Every recording submitted through Mecka passes through an automated pipeline that validates quality, extracts features, and prepares the data for use by robotics teams.

Pipeline Stages

1. Ingestion

Raw recordings are uploaded to object storage via the API gateway. Metadata (device info, quest ID, contributor ID, timestamps) is stored in PostgreSQL.

2. Pre-processing

  • Video normalization (resolution, frame rate, codec)
  • Depth map alignment
  • Audio separation

3. Quality Assurance

Automated QA checks include: - Completeness: Did the contributor perform the full task? - Visibility: Are hands and objects clearly visible throughout? - Stability: Is the footage stable enough for pose extraction? - Lighting: Is the scene adequately lit? - Duration: Does the recording meet minimum length requirements?

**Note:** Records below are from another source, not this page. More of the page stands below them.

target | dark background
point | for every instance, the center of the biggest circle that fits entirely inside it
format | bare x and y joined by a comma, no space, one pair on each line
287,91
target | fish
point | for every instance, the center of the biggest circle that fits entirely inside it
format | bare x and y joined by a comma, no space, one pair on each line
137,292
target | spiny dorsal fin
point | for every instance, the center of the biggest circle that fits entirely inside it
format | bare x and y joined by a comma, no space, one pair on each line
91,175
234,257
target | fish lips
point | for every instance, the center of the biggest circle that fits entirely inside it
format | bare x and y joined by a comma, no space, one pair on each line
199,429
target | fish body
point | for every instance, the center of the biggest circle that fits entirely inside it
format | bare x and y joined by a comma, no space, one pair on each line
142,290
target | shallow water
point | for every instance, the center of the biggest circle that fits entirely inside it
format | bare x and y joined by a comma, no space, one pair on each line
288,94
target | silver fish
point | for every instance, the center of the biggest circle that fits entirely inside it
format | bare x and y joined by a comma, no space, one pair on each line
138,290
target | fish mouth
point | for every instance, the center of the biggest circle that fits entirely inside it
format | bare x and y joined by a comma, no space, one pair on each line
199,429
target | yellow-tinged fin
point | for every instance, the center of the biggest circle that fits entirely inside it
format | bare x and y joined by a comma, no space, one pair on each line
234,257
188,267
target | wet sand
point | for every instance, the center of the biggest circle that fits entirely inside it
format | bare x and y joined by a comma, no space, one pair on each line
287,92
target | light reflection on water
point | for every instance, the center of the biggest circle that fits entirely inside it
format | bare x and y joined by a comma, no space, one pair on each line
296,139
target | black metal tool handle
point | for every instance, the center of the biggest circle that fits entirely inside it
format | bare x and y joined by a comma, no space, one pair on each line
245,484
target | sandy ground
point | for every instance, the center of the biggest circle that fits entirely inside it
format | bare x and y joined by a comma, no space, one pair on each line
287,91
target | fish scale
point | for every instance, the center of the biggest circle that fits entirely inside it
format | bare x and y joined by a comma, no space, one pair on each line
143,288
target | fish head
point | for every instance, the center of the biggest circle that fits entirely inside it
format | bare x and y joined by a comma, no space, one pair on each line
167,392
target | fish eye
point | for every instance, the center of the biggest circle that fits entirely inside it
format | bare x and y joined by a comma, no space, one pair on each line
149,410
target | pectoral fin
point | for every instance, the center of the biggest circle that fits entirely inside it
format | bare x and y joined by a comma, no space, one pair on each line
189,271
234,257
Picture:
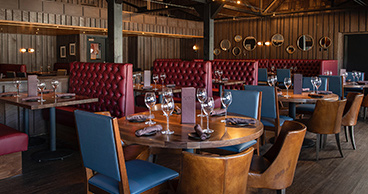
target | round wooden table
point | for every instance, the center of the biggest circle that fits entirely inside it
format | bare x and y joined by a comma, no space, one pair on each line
223,135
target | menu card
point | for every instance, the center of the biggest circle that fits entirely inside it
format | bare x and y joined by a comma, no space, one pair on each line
188,105
147,78
32,85
298,83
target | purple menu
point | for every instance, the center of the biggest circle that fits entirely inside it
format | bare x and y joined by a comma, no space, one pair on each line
188,105
32,85
298,83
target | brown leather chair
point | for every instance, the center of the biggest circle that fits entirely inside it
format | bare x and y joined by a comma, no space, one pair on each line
202,174
326,119
276,168
351,113
132,152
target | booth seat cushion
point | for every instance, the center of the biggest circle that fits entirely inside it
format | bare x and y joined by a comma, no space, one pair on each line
142,176
12,141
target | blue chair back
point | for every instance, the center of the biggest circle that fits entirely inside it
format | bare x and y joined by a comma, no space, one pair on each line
334,84
262,74
246,103
269,104
97,143
308,84
282,74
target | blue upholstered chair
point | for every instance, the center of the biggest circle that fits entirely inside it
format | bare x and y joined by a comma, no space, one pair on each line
102,153
270,116
247,103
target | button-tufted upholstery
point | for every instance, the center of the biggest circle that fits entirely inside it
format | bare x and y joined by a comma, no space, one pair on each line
246,70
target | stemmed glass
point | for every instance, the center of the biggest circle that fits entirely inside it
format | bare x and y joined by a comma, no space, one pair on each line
226,99
167,107
287,83
202,97
150,101
155,79
54,84
207,108
41,87
17,85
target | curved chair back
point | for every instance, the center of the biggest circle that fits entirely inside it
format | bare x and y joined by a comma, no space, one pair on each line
202,174
352,108
327,117
308,84
247,103
282,158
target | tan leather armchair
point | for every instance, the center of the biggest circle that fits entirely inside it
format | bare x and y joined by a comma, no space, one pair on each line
202,174
351,113
276,168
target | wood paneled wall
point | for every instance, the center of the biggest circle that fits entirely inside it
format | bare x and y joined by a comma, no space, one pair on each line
291,27
44,55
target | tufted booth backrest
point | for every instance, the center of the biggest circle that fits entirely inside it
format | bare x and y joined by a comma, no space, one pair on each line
186,73
246,70
111,83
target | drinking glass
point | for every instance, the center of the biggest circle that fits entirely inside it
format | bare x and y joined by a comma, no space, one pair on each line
226,99
155,79
41,87
202,97
54,84
17,85
207,108
150,101
167,107
287,83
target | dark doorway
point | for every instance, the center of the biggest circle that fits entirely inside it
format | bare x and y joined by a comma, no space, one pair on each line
355,53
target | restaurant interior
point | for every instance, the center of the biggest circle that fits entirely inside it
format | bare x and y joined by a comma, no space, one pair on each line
183,96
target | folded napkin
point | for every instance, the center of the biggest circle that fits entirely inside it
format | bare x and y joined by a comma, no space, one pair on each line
30,98
240,121
148,130
199,132
218,112
7,94
65,95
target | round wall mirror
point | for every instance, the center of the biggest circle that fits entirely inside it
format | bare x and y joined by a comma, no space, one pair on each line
290,49
325,42
305,42
250,43
216,51
236,51
225,44
277,40
238,38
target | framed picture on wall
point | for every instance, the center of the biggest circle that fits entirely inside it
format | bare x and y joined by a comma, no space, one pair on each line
72,49
62,51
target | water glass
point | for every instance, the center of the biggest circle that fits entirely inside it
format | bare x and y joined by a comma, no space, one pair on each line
202,97
150,101
167,107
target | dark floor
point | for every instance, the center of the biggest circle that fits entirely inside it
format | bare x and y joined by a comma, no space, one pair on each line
331,174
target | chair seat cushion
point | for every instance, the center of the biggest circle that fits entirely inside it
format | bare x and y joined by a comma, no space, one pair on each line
142,176
240,147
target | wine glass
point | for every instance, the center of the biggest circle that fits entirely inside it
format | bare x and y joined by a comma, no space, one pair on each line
155,79
150,101
207,108
41,87
17,85
54,84
167,107
287,83
226,99
202,97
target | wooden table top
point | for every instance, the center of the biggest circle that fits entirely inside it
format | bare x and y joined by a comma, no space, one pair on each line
49,103
304,98
180,139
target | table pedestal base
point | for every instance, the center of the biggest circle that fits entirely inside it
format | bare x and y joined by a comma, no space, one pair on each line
47,155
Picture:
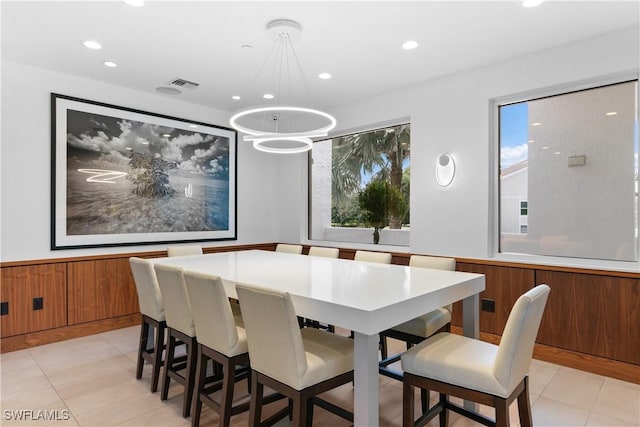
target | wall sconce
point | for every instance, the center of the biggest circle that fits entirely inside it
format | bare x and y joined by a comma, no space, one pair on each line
445,170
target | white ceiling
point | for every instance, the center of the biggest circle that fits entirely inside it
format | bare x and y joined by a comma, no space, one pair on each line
357,42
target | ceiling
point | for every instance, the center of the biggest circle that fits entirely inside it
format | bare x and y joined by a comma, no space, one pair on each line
359,43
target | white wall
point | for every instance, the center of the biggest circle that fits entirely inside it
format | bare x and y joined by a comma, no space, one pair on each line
451,115
26,156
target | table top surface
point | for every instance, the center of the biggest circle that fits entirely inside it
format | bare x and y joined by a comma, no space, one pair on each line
360,285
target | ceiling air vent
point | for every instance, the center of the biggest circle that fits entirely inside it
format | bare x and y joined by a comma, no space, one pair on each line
183,84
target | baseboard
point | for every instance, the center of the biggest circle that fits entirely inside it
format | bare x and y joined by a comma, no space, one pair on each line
20,342
572,359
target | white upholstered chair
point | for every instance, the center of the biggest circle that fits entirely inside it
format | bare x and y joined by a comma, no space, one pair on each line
290,249
298,363
470,369
324,252
152,312
180,330
184,250
417,330
378,257
221,338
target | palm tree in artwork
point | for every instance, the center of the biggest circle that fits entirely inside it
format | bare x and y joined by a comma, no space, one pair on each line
379,153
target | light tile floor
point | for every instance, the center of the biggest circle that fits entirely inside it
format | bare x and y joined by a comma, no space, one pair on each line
91,381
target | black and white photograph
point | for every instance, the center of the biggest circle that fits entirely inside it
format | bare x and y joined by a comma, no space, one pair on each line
127,177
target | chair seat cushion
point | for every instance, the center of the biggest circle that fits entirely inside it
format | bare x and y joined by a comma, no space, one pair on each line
328,355
457,360
427,324
240,346
237,314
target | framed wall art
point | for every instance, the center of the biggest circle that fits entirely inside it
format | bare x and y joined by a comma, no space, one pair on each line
127,177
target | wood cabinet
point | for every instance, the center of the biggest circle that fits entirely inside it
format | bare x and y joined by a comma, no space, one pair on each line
503,286
101,289
21,285
592,314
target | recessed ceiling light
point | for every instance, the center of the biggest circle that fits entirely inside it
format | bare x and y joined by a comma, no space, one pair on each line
531,3
92,44
410,44
168,90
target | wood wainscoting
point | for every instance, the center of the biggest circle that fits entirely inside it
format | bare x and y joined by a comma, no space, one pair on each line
591,322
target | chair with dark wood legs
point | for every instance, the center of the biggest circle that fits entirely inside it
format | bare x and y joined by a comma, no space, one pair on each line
180,330
153,323
470,369
419,329
305,362
222,339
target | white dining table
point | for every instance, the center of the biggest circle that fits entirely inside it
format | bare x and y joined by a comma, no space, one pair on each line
364,297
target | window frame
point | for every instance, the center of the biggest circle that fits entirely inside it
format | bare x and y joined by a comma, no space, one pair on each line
309,196
494,171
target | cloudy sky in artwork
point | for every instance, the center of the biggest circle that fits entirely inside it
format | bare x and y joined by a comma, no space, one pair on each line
109,141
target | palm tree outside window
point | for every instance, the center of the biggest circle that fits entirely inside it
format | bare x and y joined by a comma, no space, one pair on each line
341,169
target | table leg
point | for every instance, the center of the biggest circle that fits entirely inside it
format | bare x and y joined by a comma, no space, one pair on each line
471,329
365,360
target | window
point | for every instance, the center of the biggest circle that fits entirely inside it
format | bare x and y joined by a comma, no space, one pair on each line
347,173
574,157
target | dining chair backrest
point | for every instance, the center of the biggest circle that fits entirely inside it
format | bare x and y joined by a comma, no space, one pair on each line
211,311
149,295
275,343
290,249
324,252
379,257
516,345
184,250
177,308
438,263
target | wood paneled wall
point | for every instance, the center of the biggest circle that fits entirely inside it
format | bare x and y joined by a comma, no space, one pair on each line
101,290
503,285
591,312
19,287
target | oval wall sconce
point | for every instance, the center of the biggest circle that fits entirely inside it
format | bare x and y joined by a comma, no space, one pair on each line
445,170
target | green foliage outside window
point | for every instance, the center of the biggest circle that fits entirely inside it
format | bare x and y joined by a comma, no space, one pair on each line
358,159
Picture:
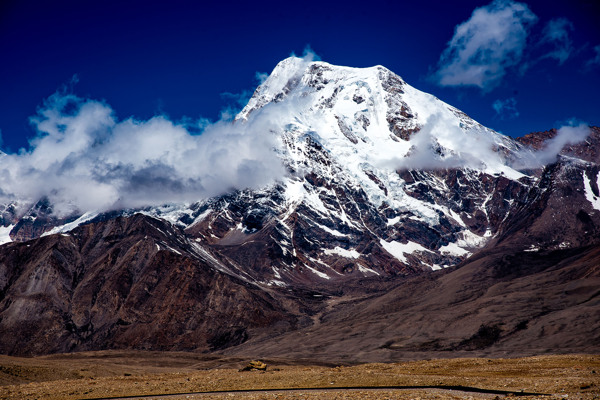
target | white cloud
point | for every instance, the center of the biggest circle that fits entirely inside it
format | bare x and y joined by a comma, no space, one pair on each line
572,133
85,159
506,109
486,46
556,33
308,54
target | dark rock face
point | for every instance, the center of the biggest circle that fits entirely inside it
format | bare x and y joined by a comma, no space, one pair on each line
260,271
124,283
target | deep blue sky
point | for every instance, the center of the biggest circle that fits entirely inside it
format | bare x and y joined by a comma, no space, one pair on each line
179,57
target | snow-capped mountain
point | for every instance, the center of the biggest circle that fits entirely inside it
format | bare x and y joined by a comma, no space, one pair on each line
383,179
383,183
358,200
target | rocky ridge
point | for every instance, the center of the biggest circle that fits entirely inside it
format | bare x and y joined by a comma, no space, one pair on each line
385,185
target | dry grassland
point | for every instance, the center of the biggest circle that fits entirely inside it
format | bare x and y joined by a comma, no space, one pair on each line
113,374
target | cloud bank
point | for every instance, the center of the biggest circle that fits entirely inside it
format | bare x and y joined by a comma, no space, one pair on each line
486,46
84,158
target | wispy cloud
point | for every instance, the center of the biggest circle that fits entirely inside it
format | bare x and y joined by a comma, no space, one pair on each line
556,33
572,132
506,109
308,54
84,158
484,47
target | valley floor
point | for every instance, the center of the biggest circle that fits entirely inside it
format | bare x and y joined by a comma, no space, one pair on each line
111,374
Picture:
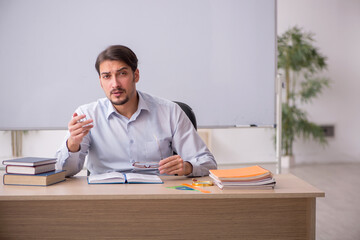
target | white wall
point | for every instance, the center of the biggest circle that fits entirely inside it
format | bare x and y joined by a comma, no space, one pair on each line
336,25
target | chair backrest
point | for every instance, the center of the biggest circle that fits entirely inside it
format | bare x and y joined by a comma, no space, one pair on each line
189,112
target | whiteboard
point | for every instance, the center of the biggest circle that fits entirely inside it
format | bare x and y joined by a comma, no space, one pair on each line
218,56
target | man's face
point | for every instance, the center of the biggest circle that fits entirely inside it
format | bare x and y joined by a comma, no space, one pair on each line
118,81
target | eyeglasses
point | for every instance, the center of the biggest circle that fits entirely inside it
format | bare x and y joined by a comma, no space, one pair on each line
157,141
148,165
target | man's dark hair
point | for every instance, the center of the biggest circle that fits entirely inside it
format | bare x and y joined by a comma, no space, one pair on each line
117,53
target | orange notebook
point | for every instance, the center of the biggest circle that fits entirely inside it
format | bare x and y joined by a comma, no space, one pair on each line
252,172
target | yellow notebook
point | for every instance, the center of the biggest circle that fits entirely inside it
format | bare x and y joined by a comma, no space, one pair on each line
252,172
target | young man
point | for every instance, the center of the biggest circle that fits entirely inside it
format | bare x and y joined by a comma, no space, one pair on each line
130,128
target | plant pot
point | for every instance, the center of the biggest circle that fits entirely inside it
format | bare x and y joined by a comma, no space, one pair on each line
287,161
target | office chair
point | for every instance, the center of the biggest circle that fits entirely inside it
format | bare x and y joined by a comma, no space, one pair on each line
189,112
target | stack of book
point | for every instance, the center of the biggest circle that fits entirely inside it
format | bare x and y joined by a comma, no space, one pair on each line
32,171
254,177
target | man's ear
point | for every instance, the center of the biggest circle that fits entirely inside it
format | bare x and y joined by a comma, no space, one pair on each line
100,82
136,75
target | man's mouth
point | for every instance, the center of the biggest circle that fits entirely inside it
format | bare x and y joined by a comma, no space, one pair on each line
117,92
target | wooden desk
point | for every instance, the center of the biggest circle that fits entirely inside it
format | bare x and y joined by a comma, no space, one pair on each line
74,209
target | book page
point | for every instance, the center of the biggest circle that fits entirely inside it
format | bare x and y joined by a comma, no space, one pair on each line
111,177
142,178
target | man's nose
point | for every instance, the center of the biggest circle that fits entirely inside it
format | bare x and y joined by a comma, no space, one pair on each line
115,82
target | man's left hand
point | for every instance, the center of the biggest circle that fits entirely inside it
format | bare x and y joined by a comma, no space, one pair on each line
175,165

Each check produces a score. The aggregate determines pass/fail and the quality multiplier applied to rewards.

4. Feature Extraction

  • Pose estimation: 3D hand and body keypoints (21 keypoints per hand, 33 body landmarks)
  • Object detection: Bounding boxes and labels for task-relevant objects
  • Action segmentation: Temporal boundaries of discrete actions within the recording

5. Classification

Recordings are tagged with ROBO categories and task-specific labels. See ROBO Categories for the full taxonomy.

6. Indexing

Processed data is indexed and made available through the HAN SDK with queryable metadata (category, quality score, task type, environment, contributor reputation).

Processing Infrastructure

The pipeline runs on Ray, a distributed computing framework. This allows horizontal scaling as submission volume grows. Each stage is an independent Ray task, enabling parallel processing and fault isolation.